While growing up in the East View section of Clarksburg we had pasta fagioli at least two times a week and if I want to be truthful it was not one of my favorite dishes.  But I did learn that a good red sauce and a piece of Italian bread could fill up your stomach.  Many times, I vowed that when I grew up and had a little money, I would never eat pasta fagioli.
 
Several years ago, my brother who always sends my sister-in-law and me to Julio’s for our birthdays knew we were feasting there and he called us. “Hey girls, how is lunch, what are you eating?”  Well, my reply was pasta fagioli and my sister-in-law’s reply was minestra.  Well, the joke became what I had vowed as a young girl not to eat, I was eating and paying a good price for. As mom would say “be careful what you say, it will come back to haunt you.”
 
I am going to share with you the recipes for both red and white, knowing full well as with any recipe each family has its own version but here is the basic. 
 
White Pasta Fagioli:  Olive oil in skillet.  Brown bacon and garlic, Remove bacon.  In a large kettle cook a pound of beans, northern preferred and in another kettle cook a pound of ditalini pasta Al dente.  When done drain pasta, add 2 cups of chicken broth and mix with beans, add bacon grease and garlic and let simmer.  Add a quart of heavy cream to the mixture and let simmer.

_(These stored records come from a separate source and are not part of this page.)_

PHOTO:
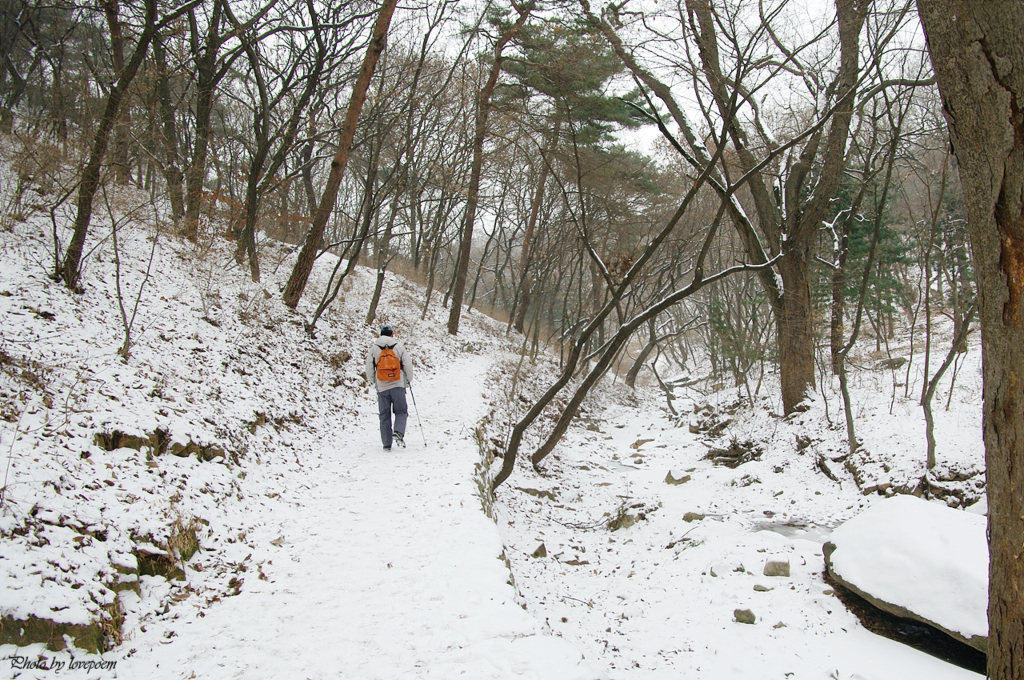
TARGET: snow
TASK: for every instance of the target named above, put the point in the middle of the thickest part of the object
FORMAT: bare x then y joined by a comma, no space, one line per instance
323,556
923,556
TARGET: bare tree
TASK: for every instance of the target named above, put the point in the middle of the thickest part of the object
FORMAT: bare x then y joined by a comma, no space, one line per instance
473,192
979,66
314,240
70,269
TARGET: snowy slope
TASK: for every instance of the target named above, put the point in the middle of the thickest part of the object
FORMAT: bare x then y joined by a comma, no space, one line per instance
320,554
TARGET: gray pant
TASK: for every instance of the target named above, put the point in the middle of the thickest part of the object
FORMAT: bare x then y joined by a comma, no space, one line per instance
388,400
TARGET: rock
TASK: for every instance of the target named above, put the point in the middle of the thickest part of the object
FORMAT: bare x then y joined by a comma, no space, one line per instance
672,479
893,364
737,454
744,617
539,493
622,520
920,560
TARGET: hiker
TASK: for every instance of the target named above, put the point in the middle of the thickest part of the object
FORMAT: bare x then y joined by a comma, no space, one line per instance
390,369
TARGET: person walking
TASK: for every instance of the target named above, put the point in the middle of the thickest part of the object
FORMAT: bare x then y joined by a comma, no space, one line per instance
390,369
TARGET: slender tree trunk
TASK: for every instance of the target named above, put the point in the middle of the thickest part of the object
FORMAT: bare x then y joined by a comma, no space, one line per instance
89,184
119,160
314,240
172,171
205,83
978,57
473,193
521,303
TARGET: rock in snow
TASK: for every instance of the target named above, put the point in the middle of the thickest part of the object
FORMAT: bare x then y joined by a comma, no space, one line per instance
920,560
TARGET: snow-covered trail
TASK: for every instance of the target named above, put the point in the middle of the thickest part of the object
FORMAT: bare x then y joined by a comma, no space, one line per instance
371,564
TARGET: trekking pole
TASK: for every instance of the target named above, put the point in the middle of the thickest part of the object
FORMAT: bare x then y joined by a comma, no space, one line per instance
417,411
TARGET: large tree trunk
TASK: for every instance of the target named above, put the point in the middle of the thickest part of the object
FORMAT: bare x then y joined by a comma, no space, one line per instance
794,327
314,240
978,56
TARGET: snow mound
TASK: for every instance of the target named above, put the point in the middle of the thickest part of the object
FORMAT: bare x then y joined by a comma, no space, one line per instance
918,559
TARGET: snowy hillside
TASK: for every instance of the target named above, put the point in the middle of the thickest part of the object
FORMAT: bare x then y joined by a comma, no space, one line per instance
217,504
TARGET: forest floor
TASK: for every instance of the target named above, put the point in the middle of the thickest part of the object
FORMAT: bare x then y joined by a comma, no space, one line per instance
320,555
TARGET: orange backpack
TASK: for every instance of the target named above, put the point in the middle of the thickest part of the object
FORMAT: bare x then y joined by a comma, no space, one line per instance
388,366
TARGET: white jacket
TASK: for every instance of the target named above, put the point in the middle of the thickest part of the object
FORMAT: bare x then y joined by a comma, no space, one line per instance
399,349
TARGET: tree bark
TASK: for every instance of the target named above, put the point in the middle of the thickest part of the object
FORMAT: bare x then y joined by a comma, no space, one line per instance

Ready for a good meal.
 
Red pasta fagioli: Brown garlic and one chopped onion in bacon grease. Chop 3 celery stalks and 2 carrots.  In a large kettle add 2 cans tomato sauce, 6 to 8 cups chicken broth, 2 teaspoons of sugar, Italian seasonings, add garlic and onions and carrots and celery to sauce.  Simmer until tender.  Add 2 cups of cooked Northern beans and 1 1/2 cups of cooked ditalini.  Let simmer until all tastes have combined.  Ready to serve a good red dish.
 
Well, if you are like me, I want one red and one white.  Do not forget a good salad and a loaf of Italian bread.   MANGIA!!
 
I truly hope that you scheduled your mammogram.  Prevention is the best way of beating cancer.
 
Please be sure to enjoy this beautiful fall season and until next week “Now You Have Heard It Through The Grapevine.”
 
Editor's Note: Photo is of Leslie (Queen) Pruitt's pasta fagioli.